中文摘要：

许多有重要价值的实际问题的数学模型均为概率优化模型,如水库系统设计问题、现金匹配问题等,该类模型通常存在分布的不确定性.文章对概率优化模型的分布不确定性展开研究,探讨了基于Burg entropy-散度函数的不确定概率约束优化问题的一个等价形式.构造了基于Burg entropy-散度函数的不确定集,用测度变换的方法把一个关于分布P的优化问题转化为关于似然比的凸优化问题,证明了基于Burg entropy-散度函数的不确定概率约束优化问题解的存在性,并且得到了基于Burg entropy-散度函数的不确定概率约束优化问题的等价形式.

英文摘要：

Many practical problems with important values can be modeled as probabilistic optimization problems, such as reservoir system design, cash matching, and so on, in which often exists distribution of uncertainty.
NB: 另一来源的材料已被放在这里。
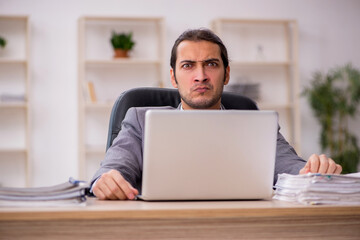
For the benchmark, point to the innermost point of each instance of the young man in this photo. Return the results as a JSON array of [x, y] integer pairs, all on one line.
[[199, 70]]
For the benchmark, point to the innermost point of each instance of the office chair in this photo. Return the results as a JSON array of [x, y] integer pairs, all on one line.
[[150, 96]]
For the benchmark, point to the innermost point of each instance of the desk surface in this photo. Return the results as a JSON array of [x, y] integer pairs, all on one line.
[[181, 220], [97, 209]]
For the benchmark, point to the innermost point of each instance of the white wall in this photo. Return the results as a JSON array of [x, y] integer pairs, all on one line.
[[329, 35]]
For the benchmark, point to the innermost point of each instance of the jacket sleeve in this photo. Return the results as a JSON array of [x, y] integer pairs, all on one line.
[[287, 160], [125, 154]]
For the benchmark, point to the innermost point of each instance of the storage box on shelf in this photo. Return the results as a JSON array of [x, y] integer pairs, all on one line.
[[102, 77], [264, 53], [14, 102]]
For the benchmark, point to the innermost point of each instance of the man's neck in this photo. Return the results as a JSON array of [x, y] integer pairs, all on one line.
[[180, 107]]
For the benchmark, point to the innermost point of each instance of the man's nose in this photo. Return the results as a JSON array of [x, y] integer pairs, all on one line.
[[201, 75]]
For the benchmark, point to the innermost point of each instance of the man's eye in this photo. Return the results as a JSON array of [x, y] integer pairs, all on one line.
[[212, 64]]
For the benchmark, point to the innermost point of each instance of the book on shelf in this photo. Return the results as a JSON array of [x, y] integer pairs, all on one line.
[[10, 98], [91, 91], [67, 193], [315, 189]]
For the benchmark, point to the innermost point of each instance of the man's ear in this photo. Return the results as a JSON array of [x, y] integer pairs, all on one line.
[[173, 79], [227, 75]]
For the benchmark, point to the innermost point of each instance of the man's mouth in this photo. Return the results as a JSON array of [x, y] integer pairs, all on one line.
[[201, 89]]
This paper facuses on the uncertainty distribution, and aims at studying an equivalent form of ambiguous probabilistic constrained optimization prob- lem based on Burg entropy-divergence function. Ambiguous set based on Burg entropy-divergence is constructed. With the change-of-measure technique, the optimization problem with respect to distribution P is converted to a convex optimization with respect to likelihood ratio. Existence of solutions of ambiguous probabilistic constrained optimization problem is proved based on Burg entropy-divergence function. Consequently, we obtain the equivalent form of ambiguous probabilistic con- strained optimization problem based on Burg entropy-divergence function.